Prove $\{a_n\}^r$ is a Cauchy sequence.

Question

For any $r \in \mathbb{Q}$, consider the sequence $\{a_n\}^r$ given by $a_n = r$ for all $n \in \mathbb{N}$. Prove $\{a_n\}^r$ is a Cauchy sequence.

I don't have any idea how to prove $\{a_n\}^r$ yet, but I do have an idea to show that $\{a_n\}$ is Cauchy sequence. So far, I know that the difference between any two terms is equal to zero. Can we take $\epsilon = 0$ because the difference is zero? Does this mean that the sequence converges to zero? any idea or hints would be really appreciated.

EDIT: I don't know if this makes sense, but I will write down what I have in my mind.
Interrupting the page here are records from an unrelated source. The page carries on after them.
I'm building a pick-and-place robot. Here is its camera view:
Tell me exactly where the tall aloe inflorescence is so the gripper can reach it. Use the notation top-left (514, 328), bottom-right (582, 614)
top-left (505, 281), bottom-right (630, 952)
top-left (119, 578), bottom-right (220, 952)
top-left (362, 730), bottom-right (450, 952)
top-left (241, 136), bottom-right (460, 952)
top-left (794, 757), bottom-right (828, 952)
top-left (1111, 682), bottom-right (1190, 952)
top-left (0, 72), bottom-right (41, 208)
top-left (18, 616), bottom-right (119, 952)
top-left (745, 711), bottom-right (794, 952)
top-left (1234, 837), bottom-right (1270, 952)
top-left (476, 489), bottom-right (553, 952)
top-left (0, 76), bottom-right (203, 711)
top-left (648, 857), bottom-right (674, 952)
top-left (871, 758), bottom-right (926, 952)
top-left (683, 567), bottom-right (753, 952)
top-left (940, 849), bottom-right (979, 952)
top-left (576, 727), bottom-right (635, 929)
Since the difference between any two terms is equal to zero, we have $|a_{i+1} - a_i| = 0 < \epsilon$. Thus, we can take $r = 0 \in \mathbb{Q}$. Then, there exists $k \in \mathbb{N}$ such that $|a_{i+1} - a_i| < \epsilon$ for $i > k$. Therefore, $\{a_n\}$is a Cauchy sequence. Since $r = 0$, $\{a_n\}^r$ is a Cauchy sequence that converges to zero.

Answer 1

A Cauchy sequence is just a sequence where the values eventually get arbitrarily close to each other. Formally, we say that for an arbitrarily small value $\varepsilon > 0$, there is a “threshold” $N \in \mathbb{N}$ such that for all indices $n, m \geq N$, the values $a_n$ and $a_m$ differ by no more than $\varepsilon$. This definition may seem daunting, but if you break it down, it should make sense. Following from this definition, here's how you would solve your problem:

1. Start by picking some arbitrary value of $\varepsilon$. Here, the word “arbitrary” indicates that $\varepsilon$ can be anything—notice that we aren't picking a specific value for $\varepsilon$ (as you did when you said “Can we take $\varepsilon = 0$ because the difference is zero?”).
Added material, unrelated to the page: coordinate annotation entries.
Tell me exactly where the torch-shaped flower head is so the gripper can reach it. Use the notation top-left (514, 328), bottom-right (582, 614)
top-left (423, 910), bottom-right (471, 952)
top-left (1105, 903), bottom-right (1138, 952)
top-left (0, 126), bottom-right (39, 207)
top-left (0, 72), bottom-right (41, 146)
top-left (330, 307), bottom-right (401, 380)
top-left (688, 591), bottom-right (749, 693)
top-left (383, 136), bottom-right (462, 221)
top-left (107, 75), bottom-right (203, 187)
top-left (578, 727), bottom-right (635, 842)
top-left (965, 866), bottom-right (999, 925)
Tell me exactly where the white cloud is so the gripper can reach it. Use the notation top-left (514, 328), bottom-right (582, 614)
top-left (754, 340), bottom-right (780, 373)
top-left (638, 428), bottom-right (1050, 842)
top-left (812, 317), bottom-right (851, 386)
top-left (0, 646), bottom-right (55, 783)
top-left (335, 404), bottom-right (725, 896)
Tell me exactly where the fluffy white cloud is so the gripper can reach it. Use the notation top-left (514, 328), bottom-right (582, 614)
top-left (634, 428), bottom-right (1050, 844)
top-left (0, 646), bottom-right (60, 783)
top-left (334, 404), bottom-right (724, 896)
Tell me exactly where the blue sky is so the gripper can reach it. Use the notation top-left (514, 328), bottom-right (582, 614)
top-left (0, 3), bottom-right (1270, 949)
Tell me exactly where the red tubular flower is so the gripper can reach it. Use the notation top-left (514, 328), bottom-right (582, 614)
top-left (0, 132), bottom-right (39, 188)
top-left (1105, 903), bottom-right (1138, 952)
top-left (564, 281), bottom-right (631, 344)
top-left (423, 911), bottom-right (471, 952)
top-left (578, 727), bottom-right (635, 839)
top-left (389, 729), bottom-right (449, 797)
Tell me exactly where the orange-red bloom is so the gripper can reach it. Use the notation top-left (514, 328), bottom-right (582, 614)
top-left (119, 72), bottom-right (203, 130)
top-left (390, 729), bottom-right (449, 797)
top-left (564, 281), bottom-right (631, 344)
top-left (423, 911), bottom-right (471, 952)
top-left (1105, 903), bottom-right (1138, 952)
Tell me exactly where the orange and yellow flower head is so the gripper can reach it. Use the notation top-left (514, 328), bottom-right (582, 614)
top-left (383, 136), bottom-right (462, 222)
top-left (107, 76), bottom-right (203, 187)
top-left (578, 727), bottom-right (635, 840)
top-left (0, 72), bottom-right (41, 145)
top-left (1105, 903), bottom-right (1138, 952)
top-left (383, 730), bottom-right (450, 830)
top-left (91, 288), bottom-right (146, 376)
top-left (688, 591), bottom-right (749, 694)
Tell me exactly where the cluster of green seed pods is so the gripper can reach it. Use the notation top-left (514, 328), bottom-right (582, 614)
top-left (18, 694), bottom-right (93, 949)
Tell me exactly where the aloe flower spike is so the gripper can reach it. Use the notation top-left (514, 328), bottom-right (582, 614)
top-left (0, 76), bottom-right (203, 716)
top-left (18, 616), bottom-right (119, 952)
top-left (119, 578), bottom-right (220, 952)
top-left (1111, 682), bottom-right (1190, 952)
2. Next, identify your “threshold” $N$. All values of your sequence past this threshold must be within a distance of $\varepsilon$ of each other. Usually, the tricky part is choosing the right value for $N$, but it shouldn't be too difficult for your problem.
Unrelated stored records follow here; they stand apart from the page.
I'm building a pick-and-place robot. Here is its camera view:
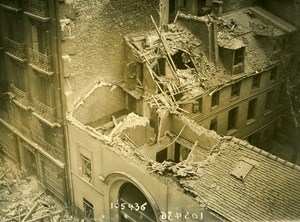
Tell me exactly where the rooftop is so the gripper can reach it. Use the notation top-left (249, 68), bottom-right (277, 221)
top-left (153, 117), bottom-right (300, 221)
top-left (125, 7), bottom-right (296, 107)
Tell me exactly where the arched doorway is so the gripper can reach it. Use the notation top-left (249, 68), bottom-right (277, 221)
top-left (119, 182), bottom-right (156, 222)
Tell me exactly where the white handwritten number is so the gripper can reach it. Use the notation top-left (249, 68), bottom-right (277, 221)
top-left (141, 202), bottom-right (147, 211)
top-left (134, 203), bottom-right (140, 211)
top-left (184, 212), bottom-right (190, 220)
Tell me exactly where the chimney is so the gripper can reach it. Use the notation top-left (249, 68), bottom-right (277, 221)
top-left (211, 1), bottom-right (223, 17)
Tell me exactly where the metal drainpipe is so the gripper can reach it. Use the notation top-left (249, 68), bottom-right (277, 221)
top-left (53, 0), bottom-right (74, 213)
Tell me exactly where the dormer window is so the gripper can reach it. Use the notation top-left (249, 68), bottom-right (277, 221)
top-left (219, 46), bottom-right (245, 74)
top-left (233, 48), bottom-right (245, 65)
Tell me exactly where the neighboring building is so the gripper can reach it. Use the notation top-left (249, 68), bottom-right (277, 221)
top-left (124, 5), bottom-right (296, 158)
top-left (0, 0), bottom-right (68, 203)
top-left (68, 82), bottom-right (300, 221)
top-left (0, 0), bottom-right (300, 221)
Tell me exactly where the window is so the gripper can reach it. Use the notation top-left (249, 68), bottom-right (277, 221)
top-left (209, 119), bottom-right (218, 132)
top-left (252, 74), bottom-right (261, 89)
top-left (174, 143), bottom-right (191, 163)
top-left (156, 148), bottom-right (168, 163)
top-left (83, 198), bottom-right (94, 222)
top-left (233, 48), bottom-right (245, 65)
top-left (34, 72), bottom-right (54, 108)
top-left (265, 91), bottom-right (273, 111)
top-left (193, 98), bottom-right (202, 113)
top-left (227, 107), bottom-right (238, 130)
top-left (270, 67), bottom-right (277, 81)
top-left (247, 99), bottom-right (257, 120)
top-left (211, 91), bottom-right (220, 107)
top-left (231, 82), bottom-right (241, 97)
top-left (119, 182), bottom-right (157, 222)
top-left (80, 154), bottom-right (92, 182)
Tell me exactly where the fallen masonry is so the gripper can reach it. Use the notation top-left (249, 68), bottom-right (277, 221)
top-left (0, 160), bottom-right (79, 222)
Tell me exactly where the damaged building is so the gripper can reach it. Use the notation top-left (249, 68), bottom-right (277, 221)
top-left (0, 0), bottom-right (300, 221)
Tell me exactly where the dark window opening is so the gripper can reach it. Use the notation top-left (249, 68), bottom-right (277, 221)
top-left (193, 98), bottom-right (202, 113)
top-left (247, 99), bottom-right (257, 120)
top-left (211, 91), bottom-right (220, 107)
top-left (156, 148), bottom-right (168, 163)
top-left (231, 82), bottom-right (241, 97)
top-left (252, 74), bottom-right (261, 89)
top-left (265, 91), bottom-right (273, 111)
top-left (174, 143), bottom-right (191, 163)
top-left (41, 123), bottom-right (55, 146)
top-left (83, 198), bottom-right (94, 222)
top-left (169, 0), bottom-right (175, 13)
top-left (209, 119), bottom-right (218, 132)
top-left (172, 50), bottom-right (195, 69)
top-left (227, 107), bottom-right (238, 130)
top-left (270, 67), bottom-right (277, 81)
top-left (234, 48), bottom-right (245, 65)
top-left (118, 182), bottom-right (157, 222)
top-left (80, 154), bottom-right (92, 182)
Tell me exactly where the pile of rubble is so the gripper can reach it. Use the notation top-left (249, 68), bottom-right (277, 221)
top-left (0, 160), bottom-right (79, 222)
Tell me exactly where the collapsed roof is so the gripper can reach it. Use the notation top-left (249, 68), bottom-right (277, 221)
top-left (125, 7), bottom-right (296, 112)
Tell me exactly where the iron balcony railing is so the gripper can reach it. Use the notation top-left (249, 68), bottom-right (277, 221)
top-left (28, 49), bottom-right (52, 73)
top-left (4, 38), bottom-right (26, 60)
top-left (26, 0), bottom-right (49, 17)
top-left (10, 84), bottom-right (29, 106)
top-left (33, 99), bottom-right (55, 123)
3. Prove that for all indices $n, m \geq N$, the distance $|a_n - a_m| < \varepsilon$. This is to just verify that the threshold you picked in (2) is indeed valid.

And that's it! We have shown that for arbitrarily small values of $\varepsilon$ (1), there is a threshold $N$ (2) such that all values past this threshold are $\varepsilon$-close to each other (3). Almost every time you want to prove a sequence is Cauchy, you will follow these steps.